Lari dari Markas Itu
Leoni sudah mulai bekerja lagi setelah sembuh dari demam. Ia mengirimkan ucapan terima kasih kepada Saras karena merawat dan menemaninya ke rumah sakit beberapa waktu lalu. Namun, Saras tak membalasnya. Padahal, Leoni ingin membalas budi dengan mentraktirnya kopi atau makanan manis.
Beberapa waktu lalu Leoni juga mengunjungi Coffee Truck, namun Saras tak ada di sana. Yang ada hanya barista baru yang bahkan tak menawarinya potongan harga. Leoni pulang dengan kecewa. Ia berharap bertemu Saras karena ia belum sempat berterima kasih secara langsung. Begitu bangun dari tidurnya, Saras sudah pergi. Ia hanya meninggalkan sekotak teh chamomile di meja kerjanya.
Leoni memutuskan untuk kembali ke kantor. Setidaknya ada pekerjaan yang harus ia selesaikan. Kantor itu juga ramai dengan suara-suara ramai di ruang redaksi yang bisa ia dengar. Jika ia memutuskan untuk pulang ke kos, mungkin perasaan ditinggalkan akan menghantuinya.
“Leoni nggak pulang? Belum ada deadline kan?” Yovi menyapanya ketika ia duduk di kursinya.
Leoni menggeleng,”Mau selesein laporan yang kemarin ketunda, Yov.”
Yovi mengangguk. Ia pamit untuk pergi duluan, mengingatkan Leoni untuk tidak pulang terlalu malam karena baru saja sembuh dari sakitnya. Leoni hanya mengangguk dan melepas Yovi pergi.
Hanya ada beberapa orang yang tinggal di sana. Mereka masing-masing sibuk dengan keyboard dan komputernya masing-masing. Leoni memasang headset-nya untuk mendengarkan lagu. Namun belum sempat ia memutar satu lagu pun, tiba-tiba ponselnya bergetar. Ada telepon masuk. Nama Olivia muncul di layar.
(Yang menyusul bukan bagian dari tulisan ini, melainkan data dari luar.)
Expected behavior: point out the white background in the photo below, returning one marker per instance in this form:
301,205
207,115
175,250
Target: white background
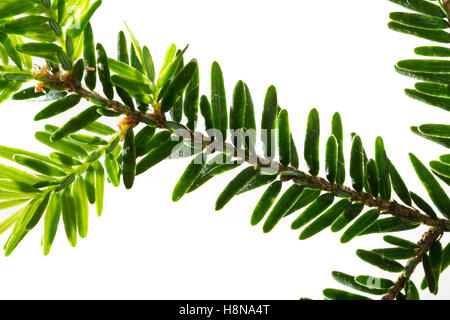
332,55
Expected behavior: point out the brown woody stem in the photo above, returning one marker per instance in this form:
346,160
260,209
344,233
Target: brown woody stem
425,243
387,207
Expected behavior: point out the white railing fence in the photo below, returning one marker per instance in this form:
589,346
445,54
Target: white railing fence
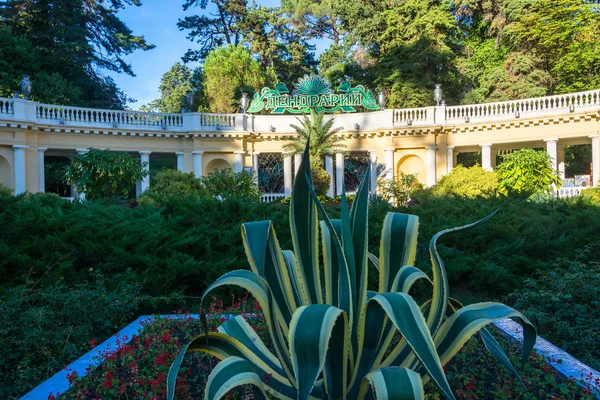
218,120
64,114
566,192
6,106
410,116
563,104
269,197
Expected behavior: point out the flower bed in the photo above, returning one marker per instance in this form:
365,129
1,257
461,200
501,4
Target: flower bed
138,366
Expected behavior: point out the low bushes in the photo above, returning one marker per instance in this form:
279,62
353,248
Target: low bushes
220,184
44,328
138,370
181,247
564,304
469,183
170,182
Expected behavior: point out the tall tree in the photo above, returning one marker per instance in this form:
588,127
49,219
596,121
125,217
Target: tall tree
213,30
174,86
265,31
229,71
75,40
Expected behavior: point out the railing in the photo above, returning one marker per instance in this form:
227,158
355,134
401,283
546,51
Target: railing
566,192
64,114
220,120
6,106
269,197
410,116
534,107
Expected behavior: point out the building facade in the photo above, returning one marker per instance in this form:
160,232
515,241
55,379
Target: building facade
423,141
Leoni menatap ponselnya tak percaya. Cepat-cepat ia menjawab telepon Olivia sebelum terputus.
***
Saras turun dari ojek motor yang tadi dicegatnya di pangkalan dekat kantor. Ojek motor itu selalu jadi andalan para wartawan ketika butuh pergi cepat ke tempat mereka harus mengejar berita. Namun, kali itu Saras mendatangi ojek pangkalan itu bukan untuk mengejar berita. Ia harus ke tempat Olivia saat itu juga.
Setelah memberikan lembaran uang lima puluh ribuan dan mengikhlaskan kembaliannya, Saras menuju berjalan dengan langkah cepat menuju unit apartemen Olivia. Dari gerbang masuk, letaknya tak jauh. Saras hanya perlu menuju lift dan naik sampai lantai delapan.
Saras mengatur napas di depan pintu apartemen Olivia. Dari apa yang didengarnya tadi di telepon, mental Olivia sedang tidak baik-baik saja hari ini. Ia mengetuk pintu dengan hati-hati, seperti tak ingin mengagetkan orang yang berada di dalam apartemen itu.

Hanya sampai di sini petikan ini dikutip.